El vacío los arrojó sin piedad. Cayeron envueltos en un torbellino de luz y sombras, hasta que finalmente, sus cuerpos tocaron tierra firme.
Eira abrió los ojos jadeando. Estaba de vuelta en su mundo, bajo un cielo encendido de rojo. El aire olía a humo, a ceniza. Los bosques estaban ardiendo. A su lado, Kael se incorporó, aún con la espada fusionada entre sus manos, su brillo ardiendo como un fragmento de sol caído.
—Lo logramos —susurró él, tomando la mano de Eira—. Pero nada es igual.
Ella miró el horizonte y lo comprendió. Alzándose sobre los valles, miles de antorchas brillaban como estrellas en marcha. Eran ejércitos. Su pueblo. El de Kael. Ambos movilizados hacia la guerra.

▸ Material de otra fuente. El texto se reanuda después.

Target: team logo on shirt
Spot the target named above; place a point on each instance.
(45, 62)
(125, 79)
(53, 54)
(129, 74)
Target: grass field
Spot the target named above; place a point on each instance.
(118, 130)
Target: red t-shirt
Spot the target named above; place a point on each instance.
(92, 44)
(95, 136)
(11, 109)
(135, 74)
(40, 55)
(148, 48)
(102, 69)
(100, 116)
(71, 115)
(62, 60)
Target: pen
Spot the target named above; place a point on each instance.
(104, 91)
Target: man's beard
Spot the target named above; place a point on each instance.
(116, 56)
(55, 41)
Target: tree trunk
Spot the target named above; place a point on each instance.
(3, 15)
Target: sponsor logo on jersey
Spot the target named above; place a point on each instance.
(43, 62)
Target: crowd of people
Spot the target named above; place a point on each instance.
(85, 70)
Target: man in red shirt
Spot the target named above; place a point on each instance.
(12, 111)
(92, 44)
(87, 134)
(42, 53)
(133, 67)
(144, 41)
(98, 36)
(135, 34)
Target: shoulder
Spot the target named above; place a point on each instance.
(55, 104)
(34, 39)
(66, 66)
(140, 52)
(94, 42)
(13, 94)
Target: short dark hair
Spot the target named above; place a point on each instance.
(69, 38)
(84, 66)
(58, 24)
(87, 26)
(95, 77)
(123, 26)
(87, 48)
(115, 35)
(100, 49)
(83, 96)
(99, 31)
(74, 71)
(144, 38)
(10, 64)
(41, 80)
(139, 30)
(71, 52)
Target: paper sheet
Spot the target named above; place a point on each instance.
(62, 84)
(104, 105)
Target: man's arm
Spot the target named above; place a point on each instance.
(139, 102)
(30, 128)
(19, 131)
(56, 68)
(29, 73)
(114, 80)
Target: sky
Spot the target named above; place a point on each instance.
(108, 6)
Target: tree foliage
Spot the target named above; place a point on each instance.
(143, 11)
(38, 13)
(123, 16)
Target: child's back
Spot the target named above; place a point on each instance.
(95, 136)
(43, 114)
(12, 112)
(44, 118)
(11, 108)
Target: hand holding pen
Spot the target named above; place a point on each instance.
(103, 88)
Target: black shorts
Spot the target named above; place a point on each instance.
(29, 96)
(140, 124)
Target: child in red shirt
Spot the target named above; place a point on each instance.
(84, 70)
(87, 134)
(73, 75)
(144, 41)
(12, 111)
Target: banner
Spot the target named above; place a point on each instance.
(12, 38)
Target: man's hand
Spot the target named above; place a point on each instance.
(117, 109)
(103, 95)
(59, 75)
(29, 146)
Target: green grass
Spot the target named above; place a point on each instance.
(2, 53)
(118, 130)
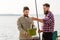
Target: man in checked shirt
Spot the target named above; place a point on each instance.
(48, 23)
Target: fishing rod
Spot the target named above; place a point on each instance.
(37, 16)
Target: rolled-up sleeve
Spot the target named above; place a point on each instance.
(45, 20)
(19, 26)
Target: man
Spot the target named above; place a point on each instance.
(48, 23)
(24, 23)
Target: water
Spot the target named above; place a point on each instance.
(8, 27)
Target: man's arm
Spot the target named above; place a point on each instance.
(36, 19)
(19, 26)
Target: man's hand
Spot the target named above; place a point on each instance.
(39, 31)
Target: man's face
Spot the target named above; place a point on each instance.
(45, 9)
(26, 12)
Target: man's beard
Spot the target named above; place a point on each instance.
(46, 12)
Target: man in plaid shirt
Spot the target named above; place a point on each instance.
(48, 23)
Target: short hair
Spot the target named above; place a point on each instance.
(25, 8)
(46, 4)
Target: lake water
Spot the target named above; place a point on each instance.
(9, 31)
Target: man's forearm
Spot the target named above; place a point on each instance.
(39, 20)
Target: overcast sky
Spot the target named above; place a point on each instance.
(16, 6)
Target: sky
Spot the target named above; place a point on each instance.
(16, 6)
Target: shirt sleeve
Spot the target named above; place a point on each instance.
(46, 20)
(19, 26)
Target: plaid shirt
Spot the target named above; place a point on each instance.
(48, 23)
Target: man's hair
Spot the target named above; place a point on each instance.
(25, 8)
(46, 4)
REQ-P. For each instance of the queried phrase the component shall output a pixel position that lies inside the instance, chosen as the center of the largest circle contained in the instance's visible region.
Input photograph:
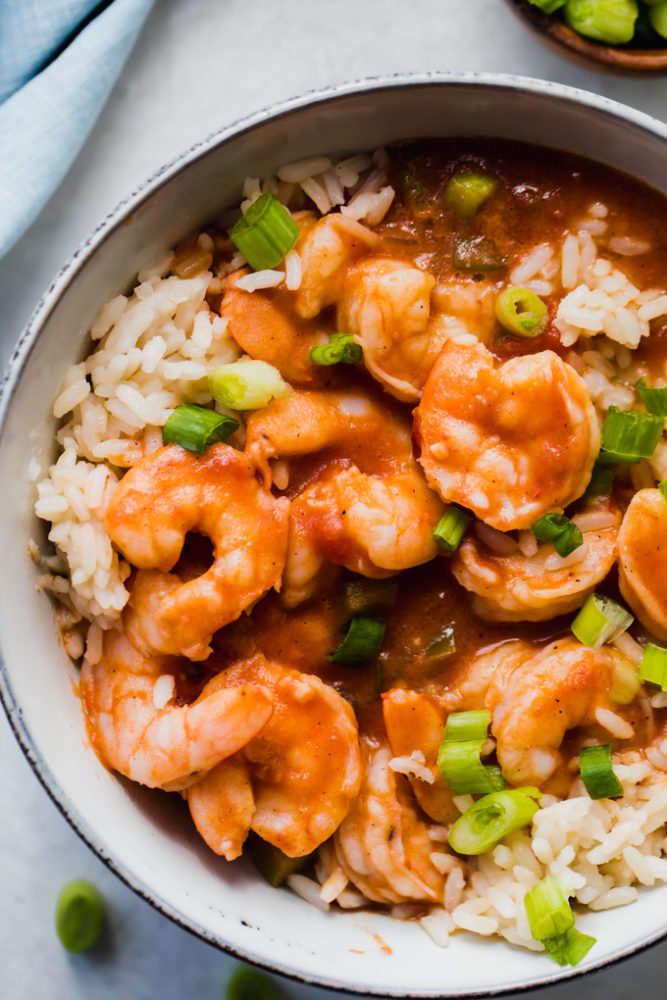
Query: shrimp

El eco del Reino Velado había cumplido su advertencia.
Caballos galopaban, estandartes ondeaban. Eira reconoció el escudo de su padre, el rey que había jurado jamás permitir que su hija se uniera al enemigo. Y en la distancia, los dragones de Kael surcaban el cielo, escupiendo fuego que hacía temblar la tierra.
Todo se dirigía hacia una batalla inevitable.
Eira apretó los labios.
—Ellos no lo entenderán.
Kael colocó una mano en su mejilla.
—Entonces tendrán que verlo con sus propios ojos.
Ella sostuvo la espada fusionada entre ellos.
—¿Crees que esto… —sus dedos acariciaron la hoja ardiente— puede ser suficiente para cambiar el curso del destino?
Él sonrió, cansado pero desafiante.
—No sé si es suficiente para cambiar el destino… pero es suficiente para abrirnos paso.
La primera línea de soldados emergió de los bosques. Arqueros tensaron sus cuerdas, lanzas se alzaron hacia el cielo. Los ojos de ambos ejércitos estaban fijos en ellos. En la princesa y el príncipe. En los traidores.
Un rugido recorrió el aire. Y entonces, en medio de la tensión, Kael alzó la espada en alto. El filo ardió, iluminando todo el valle como si el sol hubiese bajado a la tierra.
Los soldados retrocedieron, confundidos. El poder que emanaba de esa unión no pertenecía a ningún reino, ni a ninguna criatura conocida. Era nuevo. Era prohibido.
Eira habló, su voz clara como una campana en el silencio de la guerra:
—¡Escúchenme! Hemos caminado por la muerte, enfrentado las sombras y roto las cadenas de los dioses. No somos enemigos, ni verdugos. Somos el puente que temen. ¡Y no retrocederemos!
Las palabras resonaron como un trueno. Algunos rostros entre las filas temblaron, otros apretaron los dientes con rabia.
Thalyss apareció, invisible para todos menos para ellos. Su figura etérea se alzó en lo alto de una colina, observándolos en silencio. No había ira en sus ojos ahora, sino una extraña aceptación.
—El Reino ya no los reclama —dijo con voz de eco—. Son libres. Pero la libertad siempre tiene un precio.
Eira y Kael no respondieron. Sabían cuál era ese precio: el inicio de una guerra que solo ellos podrían intentar detener.
Se miraron una última vez, antes de enfrentar el futuro. En medio de dos ejércitos enemigos, de dragones y estandartes, de miedo y esperanza, se estrecharon las manos.
No eran princesa ni príncipe. No eran enemigos ni aliados.
Eran amor.
Eran llama.
Eran el comienzo de una nueva era.
Y cuando avanzaron hacia los ejércitos, el mundo entero tembló con ellos.